My opinion of the show in general, and this episode in specific (thanks, writers whose names I don't recognise), is that in that exchange there is 1 line that might be interpreted that this is a not-the-first-time thing, and all the rest read *perfectly* as if he'd never been in this room before. So, since the show hasn't introduced the concept, I'm not introducing the concept. That's their job, as a group, and they've been doing a pretty good job this whole ep. If they are trying to tell me this is "again", they are officially sucking.

As for implications from next week, all I've seen is a 45 second cut together snippet that involves Dean's face imprinted on a skillet...or something. I can deduce approximately *nothing* about anything from it. I will wait until a sneak peek or perhaps the episode itself before trying to work out what anything in that ep means.

In the meanwhile, all I see in that snippet is them telling me "Cas has just been yanked up to a place he's never been before (not corrected) and he's been given instructions (that he will carry out despite not remembering, so it seems he has no instructions like those yet).

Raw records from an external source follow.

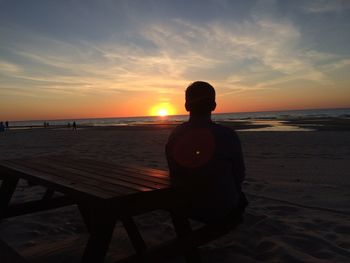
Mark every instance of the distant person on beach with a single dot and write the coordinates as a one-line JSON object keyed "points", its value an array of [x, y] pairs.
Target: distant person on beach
{"points": [[205, 160], [2, 127]]}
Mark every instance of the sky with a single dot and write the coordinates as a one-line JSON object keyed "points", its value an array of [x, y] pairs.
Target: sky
{"points": [[89, 59]]}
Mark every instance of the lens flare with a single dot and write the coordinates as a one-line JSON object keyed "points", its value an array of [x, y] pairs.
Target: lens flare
{"points": [[162, 110]]}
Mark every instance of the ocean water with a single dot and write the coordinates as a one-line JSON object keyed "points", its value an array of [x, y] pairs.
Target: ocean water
{"points": [[254, 116]]}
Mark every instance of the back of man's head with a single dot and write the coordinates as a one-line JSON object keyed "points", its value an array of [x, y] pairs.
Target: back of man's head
{"points": [[200, 98]]}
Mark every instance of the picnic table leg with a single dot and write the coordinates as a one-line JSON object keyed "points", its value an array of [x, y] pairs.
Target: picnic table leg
{"points": [[134, 235], [8, 187], [182, 228], [101, 229]]}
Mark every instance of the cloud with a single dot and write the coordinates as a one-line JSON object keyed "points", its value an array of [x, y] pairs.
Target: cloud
{"points": [[7, 67], [326, 6], [257, 52]]}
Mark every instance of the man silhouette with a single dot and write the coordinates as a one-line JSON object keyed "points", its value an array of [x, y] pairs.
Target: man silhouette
{"points": [[206, 161]]}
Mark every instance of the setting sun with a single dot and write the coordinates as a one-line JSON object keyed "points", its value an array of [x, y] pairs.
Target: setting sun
{"points": [[162, 110]]}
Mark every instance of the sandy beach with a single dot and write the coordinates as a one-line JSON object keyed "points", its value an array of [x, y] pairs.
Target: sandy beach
{"points": [[297, 184]]}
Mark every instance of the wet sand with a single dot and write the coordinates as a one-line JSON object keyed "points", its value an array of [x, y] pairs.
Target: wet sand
{"points": [[297, 184]]}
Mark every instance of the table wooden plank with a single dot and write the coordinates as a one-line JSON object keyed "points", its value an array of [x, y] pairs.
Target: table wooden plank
{"points": [[60, 184], [128, 174], [99, 180]]}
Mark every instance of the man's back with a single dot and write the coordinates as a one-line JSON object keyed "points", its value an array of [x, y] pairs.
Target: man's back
{"points": [[205, 160]]}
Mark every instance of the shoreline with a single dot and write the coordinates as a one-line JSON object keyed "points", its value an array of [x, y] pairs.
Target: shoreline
{"points": [[297, 184], [266, 124]]}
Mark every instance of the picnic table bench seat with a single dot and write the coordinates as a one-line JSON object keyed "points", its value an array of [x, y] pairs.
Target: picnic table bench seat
{"points": [[105, 192]]}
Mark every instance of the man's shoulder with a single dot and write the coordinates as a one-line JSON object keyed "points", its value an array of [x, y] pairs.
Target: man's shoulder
{"points": [[224, 130]]}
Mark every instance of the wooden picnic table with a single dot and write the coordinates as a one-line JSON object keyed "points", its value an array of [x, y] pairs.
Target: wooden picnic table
{"points": [[104, 193]]}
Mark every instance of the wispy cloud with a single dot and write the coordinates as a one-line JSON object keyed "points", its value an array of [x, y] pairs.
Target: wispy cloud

My emotional investment in other people seeing the same simple thing as me is remarkably low--I do get agitated when I feel I'm not explaining myself well, and I do need to let go of that.


Cass - Nov 15, 2012 8:12:42 pm PST #27011 of 30002
Bob's learned to live with tragedy, but he knows that this tragedy is one that won't ever leave him or get better.

My emotional investment in other people seeing the same simple thing as me is remarkably low--I do get agitated when I feel I'm not explaining myself well, and I do need to let go of that.

I think we're both at the same place. Not explaining ourselves in a way that the other understands and not able to just let it go.

There is just something totally frustrating to me about feeling like I'm not effectively communicating. Or communicating at all. So I want to keep going until I at least am sure we're talking about the same thing. My investment in that is unhealthily high.

Okay, letting it go.


§ ita § - Nov 16, 2012 1:59:19 pm PST #27012 of 30002
Well not canonically, no, but this is transformative fiction.

Ugh. Finally an asshole John story where he's not an asshole by the end (I still resent the implications), and a major character death that wasn't Team Free Will or even a Winchester, but was really still an important person.

Sometimes when they tag minor character death I find myself oddly defensive of the character that bites it. She says, sensitively.


Juliebird - Nov 16, 2012 2:21:12 pm PST #27013 of 30002
I am the fly who dreams of the spider

I waded through a horrid BB that had a deaf Dean and John was abusive to Dean even when Mary was alive and Sam was sleeping with Becky. It was awful, I don't know why I stuck with it.

Scaramouche's was interesting and had a fresh twist (pulling a Cas who had just pulled Dean out of Hell but hadn't met him in Jimmy's body yet, and throwing him into the end of season 7).

Am currently reading one where everyone is a god or an angel or something, Cas hasn't showed up yet by chapter 3, but it's really good. There's a quiet unfurling to it.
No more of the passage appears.